Vantagens das grandes produçōes em nome próprio face aos festivais
Controlo criativo do espectáculo
Atenção centrada do público
Maior rentabilidade
Bye-bye festivais, pois, dizem os nomes das letras garrafais. Já foi tempo, agora não precisam. E isso diz-nos que depois de um período em que a fragmentação foi a palavra-chave para compreender o avanço de novas frentes na cultura pop, suspeitando-se que a centralidade das décadas de 80 e 90 se tivesse diluído numa escolha múltipla de canais de acesso e, por causa disso, num shuffle de muita música ouvida poucas vezes, os anos mais recentes não invertem a desagregação, mas mostram que há uma tendência de hipernormalização insuspeita até há pouco tempo. Mais drástica do que no tempo do vinil e do CD porque em vez de um prato para toda a família, e de um CD para cada dois anos, diariamente há cem mil novas cançōes a ser carregadas no Spotify.

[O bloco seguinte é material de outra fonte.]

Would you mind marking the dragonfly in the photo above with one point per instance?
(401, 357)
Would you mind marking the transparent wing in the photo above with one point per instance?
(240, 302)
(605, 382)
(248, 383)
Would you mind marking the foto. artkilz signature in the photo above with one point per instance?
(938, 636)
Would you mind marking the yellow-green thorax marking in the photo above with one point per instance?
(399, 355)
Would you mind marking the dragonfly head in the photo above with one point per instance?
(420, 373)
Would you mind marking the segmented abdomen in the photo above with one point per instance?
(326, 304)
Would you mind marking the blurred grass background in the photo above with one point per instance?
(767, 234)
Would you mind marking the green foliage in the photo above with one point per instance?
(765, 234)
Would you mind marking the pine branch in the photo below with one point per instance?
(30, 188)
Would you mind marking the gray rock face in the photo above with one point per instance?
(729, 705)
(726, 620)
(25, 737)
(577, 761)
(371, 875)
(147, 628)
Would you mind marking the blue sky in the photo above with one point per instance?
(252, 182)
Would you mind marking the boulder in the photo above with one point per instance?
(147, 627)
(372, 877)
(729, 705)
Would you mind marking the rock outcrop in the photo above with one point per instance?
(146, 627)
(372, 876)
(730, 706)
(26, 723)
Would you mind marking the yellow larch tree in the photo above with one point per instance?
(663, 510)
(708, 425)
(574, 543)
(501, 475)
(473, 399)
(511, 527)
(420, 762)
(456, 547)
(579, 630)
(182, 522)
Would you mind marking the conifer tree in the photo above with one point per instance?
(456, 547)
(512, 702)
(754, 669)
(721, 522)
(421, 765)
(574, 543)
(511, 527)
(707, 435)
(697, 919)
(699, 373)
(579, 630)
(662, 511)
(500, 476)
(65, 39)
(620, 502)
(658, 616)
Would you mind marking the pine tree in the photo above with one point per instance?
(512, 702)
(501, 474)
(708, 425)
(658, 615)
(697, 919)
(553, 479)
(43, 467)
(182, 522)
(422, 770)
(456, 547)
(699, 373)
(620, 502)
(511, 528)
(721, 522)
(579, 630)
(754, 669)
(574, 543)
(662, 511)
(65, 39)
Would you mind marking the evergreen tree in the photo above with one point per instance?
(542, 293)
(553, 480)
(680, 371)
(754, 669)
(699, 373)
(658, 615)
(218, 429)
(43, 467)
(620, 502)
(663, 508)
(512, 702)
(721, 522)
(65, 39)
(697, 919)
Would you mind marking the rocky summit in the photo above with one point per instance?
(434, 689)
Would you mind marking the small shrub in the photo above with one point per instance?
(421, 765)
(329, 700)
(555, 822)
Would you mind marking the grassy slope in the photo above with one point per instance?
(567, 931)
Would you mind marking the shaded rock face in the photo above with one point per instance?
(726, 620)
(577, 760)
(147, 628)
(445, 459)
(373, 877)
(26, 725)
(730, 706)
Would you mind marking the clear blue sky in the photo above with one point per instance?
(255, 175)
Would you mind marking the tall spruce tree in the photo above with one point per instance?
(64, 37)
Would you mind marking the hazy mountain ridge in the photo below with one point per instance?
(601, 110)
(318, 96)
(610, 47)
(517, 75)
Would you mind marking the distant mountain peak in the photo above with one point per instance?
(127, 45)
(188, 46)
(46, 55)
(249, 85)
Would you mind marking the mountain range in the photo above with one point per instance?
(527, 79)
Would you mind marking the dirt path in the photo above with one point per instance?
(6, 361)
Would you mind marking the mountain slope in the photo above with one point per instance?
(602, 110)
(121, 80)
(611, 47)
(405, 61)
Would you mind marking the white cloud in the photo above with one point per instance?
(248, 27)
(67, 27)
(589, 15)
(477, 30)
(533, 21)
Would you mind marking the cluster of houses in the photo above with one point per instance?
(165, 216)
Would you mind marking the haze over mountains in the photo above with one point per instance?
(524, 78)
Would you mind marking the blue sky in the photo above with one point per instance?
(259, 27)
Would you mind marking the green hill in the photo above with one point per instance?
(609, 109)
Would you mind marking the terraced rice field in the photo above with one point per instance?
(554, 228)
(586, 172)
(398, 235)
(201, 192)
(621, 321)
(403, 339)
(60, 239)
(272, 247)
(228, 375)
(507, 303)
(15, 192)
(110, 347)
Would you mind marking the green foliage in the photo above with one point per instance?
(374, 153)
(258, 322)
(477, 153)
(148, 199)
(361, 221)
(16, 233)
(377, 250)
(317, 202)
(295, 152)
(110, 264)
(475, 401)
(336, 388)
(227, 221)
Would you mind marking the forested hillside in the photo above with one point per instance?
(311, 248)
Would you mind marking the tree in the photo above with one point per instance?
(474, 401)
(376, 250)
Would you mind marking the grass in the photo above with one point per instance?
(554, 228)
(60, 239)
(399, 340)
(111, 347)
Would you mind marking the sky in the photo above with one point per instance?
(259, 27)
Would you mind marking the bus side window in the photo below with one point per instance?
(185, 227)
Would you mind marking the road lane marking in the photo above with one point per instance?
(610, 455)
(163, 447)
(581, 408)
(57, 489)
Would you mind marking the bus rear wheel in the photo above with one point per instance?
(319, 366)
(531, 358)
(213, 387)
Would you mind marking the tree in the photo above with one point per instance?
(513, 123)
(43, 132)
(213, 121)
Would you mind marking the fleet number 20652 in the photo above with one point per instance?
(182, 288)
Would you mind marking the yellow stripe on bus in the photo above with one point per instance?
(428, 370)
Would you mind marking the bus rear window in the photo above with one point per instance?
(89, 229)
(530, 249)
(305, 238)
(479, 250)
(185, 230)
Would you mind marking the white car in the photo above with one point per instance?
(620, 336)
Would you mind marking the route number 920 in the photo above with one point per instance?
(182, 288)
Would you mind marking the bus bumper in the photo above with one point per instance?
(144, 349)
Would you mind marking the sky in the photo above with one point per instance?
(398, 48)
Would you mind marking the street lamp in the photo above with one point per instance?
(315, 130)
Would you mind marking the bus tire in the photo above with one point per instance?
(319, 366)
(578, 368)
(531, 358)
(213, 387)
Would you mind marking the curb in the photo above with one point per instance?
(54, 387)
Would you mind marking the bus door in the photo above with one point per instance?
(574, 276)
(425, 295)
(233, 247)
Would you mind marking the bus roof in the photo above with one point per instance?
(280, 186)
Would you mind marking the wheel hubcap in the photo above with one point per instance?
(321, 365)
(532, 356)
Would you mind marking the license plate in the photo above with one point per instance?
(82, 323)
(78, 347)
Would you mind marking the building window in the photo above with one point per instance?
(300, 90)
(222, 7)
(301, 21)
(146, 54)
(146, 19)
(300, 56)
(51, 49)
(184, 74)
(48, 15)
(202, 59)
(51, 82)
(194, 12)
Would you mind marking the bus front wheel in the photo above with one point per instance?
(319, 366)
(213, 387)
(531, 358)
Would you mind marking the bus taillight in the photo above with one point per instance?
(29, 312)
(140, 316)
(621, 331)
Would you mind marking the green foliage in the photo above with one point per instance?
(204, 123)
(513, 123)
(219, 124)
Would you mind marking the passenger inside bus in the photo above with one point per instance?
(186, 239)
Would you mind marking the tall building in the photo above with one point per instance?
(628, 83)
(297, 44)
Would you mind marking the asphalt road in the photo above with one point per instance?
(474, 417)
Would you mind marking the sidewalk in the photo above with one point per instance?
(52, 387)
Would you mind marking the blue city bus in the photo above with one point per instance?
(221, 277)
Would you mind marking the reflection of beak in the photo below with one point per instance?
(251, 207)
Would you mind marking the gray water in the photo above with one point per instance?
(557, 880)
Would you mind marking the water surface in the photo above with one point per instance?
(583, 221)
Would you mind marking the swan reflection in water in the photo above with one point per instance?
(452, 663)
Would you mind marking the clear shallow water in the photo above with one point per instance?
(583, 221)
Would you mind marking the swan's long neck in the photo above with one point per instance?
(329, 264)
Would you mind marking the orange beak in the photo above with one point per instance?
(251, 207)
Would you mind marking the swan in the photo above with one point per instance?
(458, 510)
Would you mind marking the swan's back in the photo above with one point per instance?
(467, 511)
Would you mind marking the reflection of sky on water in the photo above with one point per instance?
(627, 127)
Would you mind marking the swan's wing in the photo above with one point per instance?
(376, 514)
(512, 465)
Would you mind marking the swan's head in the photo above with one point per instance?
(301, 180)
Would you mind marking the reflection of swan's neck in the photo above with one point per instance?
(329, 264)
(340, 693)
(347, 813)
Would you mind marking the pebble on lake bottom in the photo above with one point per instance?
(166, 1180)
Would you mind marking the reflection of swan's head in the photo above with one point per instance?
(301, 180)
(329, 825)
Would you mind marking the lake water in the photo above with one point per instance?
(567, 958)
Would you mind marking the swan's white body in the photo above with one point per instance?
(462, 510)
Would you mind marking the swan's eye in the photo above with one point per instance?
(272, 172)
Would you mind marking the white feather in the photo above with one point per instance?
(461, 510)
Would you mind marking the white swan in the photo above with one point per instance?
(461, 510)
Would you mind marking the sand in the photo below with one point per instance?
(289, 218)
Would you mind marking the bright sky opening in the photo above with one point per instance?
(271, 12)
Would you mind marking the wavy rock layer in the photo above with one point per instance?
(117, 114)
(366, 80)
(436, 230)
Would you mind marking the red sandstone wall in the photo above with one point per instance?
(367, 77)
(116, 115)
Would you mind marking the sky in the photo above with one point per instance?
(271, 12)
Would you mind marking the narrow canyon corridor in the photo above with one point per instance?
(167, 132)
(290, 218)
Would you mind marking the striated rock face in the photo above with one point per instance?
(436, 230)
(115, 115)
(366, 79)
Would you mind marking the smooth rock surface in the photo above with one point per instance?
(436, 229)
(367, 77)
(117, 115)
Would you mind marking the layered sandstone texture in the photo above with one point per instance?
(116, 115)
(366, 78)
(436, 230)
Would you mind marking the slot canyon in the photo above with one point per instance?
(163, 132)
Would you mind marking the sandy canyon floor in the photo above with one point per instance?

O verão europeu de festivais em 2025 já o reflecte. As segundas linhas avançam para o cimo. Os grandes catalisadores escasseiam. E mesmo personagens Olivia Rodrigo preparam-se para saltar de trampolim para a outra dimensão. Sem surpresa, as vendas não reflectem o frenesim de anos anteriores. E se cartazes como o de Paredes de Coura parecem ter um punhado de nomes bem recheados, com força para formar um festival sólido, já o Primavera Sound, o Alive e sobretudo o Kalorama, não apresentam os trunfos de anos anteriores. O sonho molhado do Primavera Sound com Taylor Swift e Billie Eilish soa agora a uma divagação, mas pode e deve levar estas organizaçōes a uma pergunta: devem correr atrás da algoritmificação ou posicionar-se para além dela?
Podem os festivais médios e especializados beneficiar com esta mais que provável quebra dos maiores (e o fim definitivo ou pausa por tempo indeterminado de alguns?) Provavelmente sim, sobretudo se conseguirem tirar partido de uma boa curadoria e de um posicionamento adversativo da indústria dos grandes festivais, onde os gigantes das telecomunicaçōes, as maiores empresas de bebidas e outros agentes influentes do meio empresarial pressionam para ver a música reduzida a uma parangona. Pode a música portuguesa que esgota MEO Arenas, Campo Pequenos e Coliseus subir degraus nos festivais e derrubar o complexo costumeiro de inferioridade dos programadores? O Brasil e a América Latina podem forçar o derrube da muralha anglo-saxónica? A entrada da Live Nation em Portugal tem algumas respostas para dar.